Tamarack Aerospace printing masks for BGH
Tammy Guida, wife of Nick Guida, founder and CEO of Tamarack Aerospace, models one of the cloth masks the company is involved in making for staff at Bonner General Health.
(Photo courtesy TAMARACK AEROSPACE)
(Photo courtesy TAMARACK AEROSPACE) Tamarack Aerospace chief engineer Nathan Cropper models a reusable mask, that with a replaceable filter, is the equivalent to an N95 mask. The Sandpoint company, which makes active winglets, is making the masks to donate to Bonner General Health.
Tamarack Aerospace engineer Hal Gates sits before the 3D printer holding a stack of freshly printed masks.
(Photo courtesy TAMARACK AEROSPACE)
Staff Writer | April 15, 2020 1:00 AM
SANDPOINT — With several 3D printers and experienced engineers at the ready, it didn’t take long for Tamarack Aerospace Group to reach out to Bonner General to offer the hospital some help.
Not only is the local aerospace innovator repurposing its high tech 3-D printing capabilities, it reached out to sources on its supply chain to help the hospital source much-needed N95 masks.
“When we heard that our local hospital, Bonner General Health, was running low on some vital protective gear, we tapped into our resources to see where we could help meet their needs,” said Tamarack President Jacob Klinginsmith.
Klinginsmith said the aerospace company’s engineers have been busy 3-D printing reusable, protective respiratory masks based on a design developed by doctors in Billings, Mont., appropriately named the “Montana Mask.” The masks include a small industrial filter, which provides equivalent protection to the N95 mask.
Using in-house company resources like CAD and multiple 3-D printers, Tamarack has been able to produce more than 60 masks and the efforts will continue until the need subsides.
Meanwhile, others on the Tamarack team have been using their crafting skills to sew face masks to help meet the urgent need. So far, employees have sewn over 50 masks.
The Sandpoint company plans to continue to make the masks, which are being given to Bonner General for the hospital’s use, until the novel coronavirus crisis is over.
Because the company already had a 3D printer and supplies for research and development projects, printing the masks was a matter of printing the model shared by doctors in Billings.

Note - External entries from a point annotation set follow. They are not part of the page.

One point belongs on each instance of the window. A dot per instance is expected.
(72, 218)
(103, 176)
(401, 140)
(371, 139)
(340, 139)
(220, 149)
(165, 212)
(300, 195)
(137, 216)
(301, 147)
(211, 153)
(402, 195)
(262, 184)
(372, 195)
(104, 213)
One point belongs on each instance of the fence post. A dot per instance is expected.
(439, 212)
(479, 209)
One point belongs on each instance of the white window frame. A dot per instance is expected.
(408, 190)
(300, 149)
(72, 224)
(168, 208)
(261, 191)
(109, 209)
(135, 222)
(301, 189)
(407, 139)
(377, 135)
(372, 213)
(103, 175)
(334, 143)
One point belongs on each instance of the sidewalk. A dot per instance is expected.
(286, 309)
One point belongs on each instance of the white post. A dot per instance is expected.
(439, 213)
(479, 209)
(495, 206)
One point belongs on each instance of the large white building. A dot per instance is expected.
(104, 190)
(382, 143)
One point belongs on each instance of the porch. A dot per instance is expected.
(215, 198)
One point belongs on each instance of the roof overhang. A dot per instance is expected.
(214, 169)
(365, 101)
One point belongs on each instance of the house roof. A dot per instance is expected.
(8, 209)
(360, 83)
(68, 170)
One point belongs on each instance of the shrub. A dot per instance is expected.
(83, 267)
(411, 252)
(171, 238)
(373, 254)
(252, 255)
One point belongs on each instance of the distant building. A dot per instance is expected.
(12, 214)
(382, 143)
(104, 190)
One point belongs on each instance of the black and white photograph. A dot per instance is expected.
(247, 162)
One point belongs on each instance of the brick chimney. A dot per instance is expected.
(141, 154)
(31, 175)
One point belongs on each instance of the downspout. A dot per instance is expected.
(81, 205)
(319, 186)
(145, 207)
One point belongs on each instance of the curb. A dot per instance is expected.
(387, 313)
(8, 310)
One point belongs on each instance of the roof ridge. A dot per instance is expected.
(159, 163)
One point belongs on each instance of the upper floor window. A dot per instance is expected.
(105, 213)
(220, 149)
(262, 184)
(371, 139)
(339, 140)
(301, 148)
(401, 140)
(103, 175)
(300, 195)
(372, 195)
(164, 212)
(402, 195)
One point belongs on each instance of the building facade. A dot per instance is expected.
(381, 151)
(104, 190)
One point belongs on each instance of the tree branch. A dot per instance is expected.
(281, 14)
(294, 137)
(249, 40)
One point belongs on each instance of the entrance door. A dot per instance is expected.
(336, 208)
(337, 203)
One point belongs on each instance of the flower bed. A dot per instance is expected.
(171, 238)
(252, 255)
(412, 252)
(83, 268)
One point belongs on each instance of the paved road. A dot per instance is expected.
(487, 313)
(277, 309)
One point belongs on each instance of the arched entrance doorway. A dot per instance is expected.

“With the model provided from makethemasks.com, it’s not too difficult,” Mitchell said. “We layout the model on our printers, load the print material, and push go! After the printing is complete we do a short process to clean up the mask, add the elastic, and it’s ready to receive the replaceable filter.”
With two printers at their disposal, Tamarack employees are able to make about 10-12 masks a day with each mask taking about four hours to make.
“I am proud to be a part of a community where friends, neighbors, and businesses come together in times of need. We have a team of talented and generous people who are excited to take on this challenge,” Nathan Cropper, Tamarack’s chief engineer, said.
In addition to the resuable plastic masks, at least two people with sewing machines are making reusable cloth masks for hospital employees.
“We will keep making the masks as long as there is need,” Mitchell said. “Now that the CDC is recommending that folks wear masks when they need to be out there is even more need at this time.”
In addition to the masks being made by its engineers and sewn by its staff, Tamarack also reached out to its connections in Shenzhen, China, to help Bonner General source 2,400 FDA-approved N95 masks when the hospital’s normal supply chain was experiencing serious delays. A friend of Klinginsmith lives in China and having been through the turmoil caused by the pandemic and the likely shortages of supplies, he reached out to the Tamarack Aerospace president and offered his help.
The masks are expected to be delivered to the hospital this week, Tamarack public information officer Bill Mitchell said.
Being able to give back to the community by tapping into its resources is something the company jumped at the chance of doing. The company appreciates the support it has received from the community and helping out is “just a small way that we can do our part in the crisis and give back to the community,” Mitchell said.
With Sandpoint being a small town and, everyone knows someone who works at the hospital and Tamarack employees wanted to help those who work at Bonner General, to let them know people in the community are there for them.
“Tamarack is helping in these small ways, but our hats are off to the front-line folks working tirelessly to treat, study, and contain the COVID-19 virus,” said Klinginsmith.